A rare gas station painting by Ed Ruscha—and the last of the artist’s large-scale canvases from the 1960s in private hands—is estimated by Christie’s to sell in excess of $50m this autumn, potentially breaking Ruscha’s auction record. The 10ft-wide canvas Standard Station, Ten-Cent Western Being Torn in Half (1964) was a focal point of the artist’s blockbuster travelling retrospective at the the Museum of Modern Art in New York and the Los Angeles County Museum of Art in 2023-24.
Ruscha, who was born in Oklahoma, first saw Standard Oil gas stations during a 1962 road trip to Los Angeles along Route 66, according to Christie’s. He was enthralled by the contrast of the bold design set against the vast landscape of the Western United States, and his six gas station paintings have become some of his best known. Several have come to market in the past few years, including Burning Standard (1968) from the collection of Chicago art world patrons Alan and Dorothy Press, which sold for $22.2m with fees at Christie’s New York in 2023. It is the most valuable Ruscha gas station painting to sell at auction to date.
If the present painting does sell for more than $50m as Christie’s estimates, it would likely break Ruscha's all-time auction record, which was last set in 2019 when Hurting the Word Radio #2 (1964) fetched $46m ($52.5m with fees) at Christie’s New York.
The painting is being consigned by Texas oil billionaire Sid Bass, according to the Wall Street Journal. As an oil billionaire from Texas, he's a fitting owner of a gas station painting.
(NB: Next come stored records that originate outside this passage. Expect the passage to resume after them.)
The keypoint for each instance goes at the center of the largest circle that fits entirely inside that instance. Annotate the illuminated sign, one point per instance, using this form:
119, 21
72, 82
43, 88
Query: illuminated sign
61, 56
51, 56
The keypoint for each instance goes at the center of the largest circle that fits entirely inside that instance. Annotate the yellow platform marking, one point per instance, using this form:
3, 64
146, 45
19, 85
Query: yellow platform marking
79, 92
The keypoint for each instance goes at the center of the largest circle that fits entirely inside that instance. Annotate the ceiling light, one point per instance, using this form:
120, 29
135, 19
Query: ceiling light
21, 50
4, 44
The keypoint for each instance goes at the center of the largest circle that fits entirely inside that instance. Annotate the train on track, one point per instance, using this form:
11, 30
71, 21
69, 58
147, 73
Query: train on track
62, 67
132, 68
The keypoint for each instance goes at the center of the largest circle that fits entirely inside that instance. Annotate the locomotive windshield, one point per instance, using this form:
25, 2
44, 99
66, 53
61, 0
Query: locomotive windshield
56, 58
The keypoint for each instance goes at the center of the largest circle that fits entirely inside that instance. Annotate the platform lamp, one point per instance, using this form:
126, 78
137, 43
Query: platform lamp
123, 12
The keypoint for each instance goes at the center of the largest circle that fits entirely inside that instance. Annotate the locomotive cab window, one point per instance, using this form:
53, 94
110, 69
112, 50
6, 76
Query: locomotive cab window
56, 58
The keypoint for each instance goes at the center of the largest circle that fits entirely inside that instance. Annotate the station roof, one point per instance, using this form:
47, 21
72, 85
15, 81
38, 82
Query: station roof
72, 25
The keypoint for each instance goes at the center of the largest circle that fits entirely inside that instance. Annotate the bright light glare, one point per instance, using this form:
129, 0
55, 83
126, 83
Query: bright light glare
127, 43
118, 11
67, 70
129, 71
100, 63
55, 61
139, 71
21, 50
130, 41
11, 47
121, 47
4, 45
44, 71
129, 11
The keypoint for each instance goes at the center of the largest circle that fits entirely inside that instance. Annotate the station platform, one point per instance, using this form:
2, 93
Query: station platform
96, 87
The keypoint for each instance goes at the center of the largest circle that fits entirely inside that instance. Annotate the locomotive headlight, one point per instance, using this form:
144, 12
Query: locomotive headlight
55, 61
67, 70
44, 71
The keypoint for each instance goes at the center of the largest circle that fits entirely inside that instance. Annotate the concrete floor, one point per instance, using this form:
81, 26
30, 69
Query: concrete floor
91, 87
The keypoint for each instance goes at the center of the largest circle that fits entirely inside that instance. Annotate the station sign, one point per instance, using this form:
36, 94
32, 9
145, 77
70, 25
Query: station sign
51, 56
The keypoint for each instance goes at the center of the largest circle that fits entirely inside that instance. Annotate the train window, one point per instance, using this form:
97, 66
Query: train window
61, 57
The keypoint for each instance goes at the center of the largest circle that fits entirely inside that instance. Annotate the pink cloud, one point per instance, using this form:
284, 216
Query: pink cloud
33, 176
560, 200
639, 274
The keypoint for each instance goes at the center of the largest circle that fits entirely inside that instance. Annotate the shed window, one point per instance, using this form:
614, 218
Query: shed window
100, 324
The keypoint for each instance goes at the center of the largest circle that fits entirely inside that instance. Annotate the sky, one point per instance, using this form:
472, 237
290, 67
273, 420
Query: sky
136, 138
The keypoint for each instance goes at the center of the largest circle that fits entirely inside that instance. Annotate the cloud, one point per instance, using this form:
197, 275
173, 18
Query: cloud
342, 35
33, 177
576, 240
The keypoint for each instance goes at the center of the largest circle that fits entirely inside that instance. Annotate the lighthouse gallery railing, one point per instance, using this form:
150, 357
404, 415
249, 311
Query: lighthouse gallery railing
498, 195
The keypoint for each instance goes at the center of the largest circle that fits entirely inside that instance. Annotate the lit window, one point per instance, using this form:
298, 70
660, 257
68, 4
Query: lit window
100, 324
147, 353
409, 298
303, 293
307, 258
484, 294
The collection of his late ex-wife, Anne Bass, was the subject of a dedicated single-owner sale at Christie’s in 2022. The 12 works by artists including Edgar Degas, Claude Monet and Mark Rothko sold for $363m with fees.
Standard Station, Ten-Cent Western Being Torn in Half (1964) is a significant get for Christie’s as the art market remains soft heading into the autumn New York auction season. The auction house has also won the consignment of René Magritte’s L'empire des lumières (1954) from the the collection of late interior designer Mica Ertegun. Expected by Christie’s to sell for more than $95m, it has the highest estimate of any New York lot announced so far.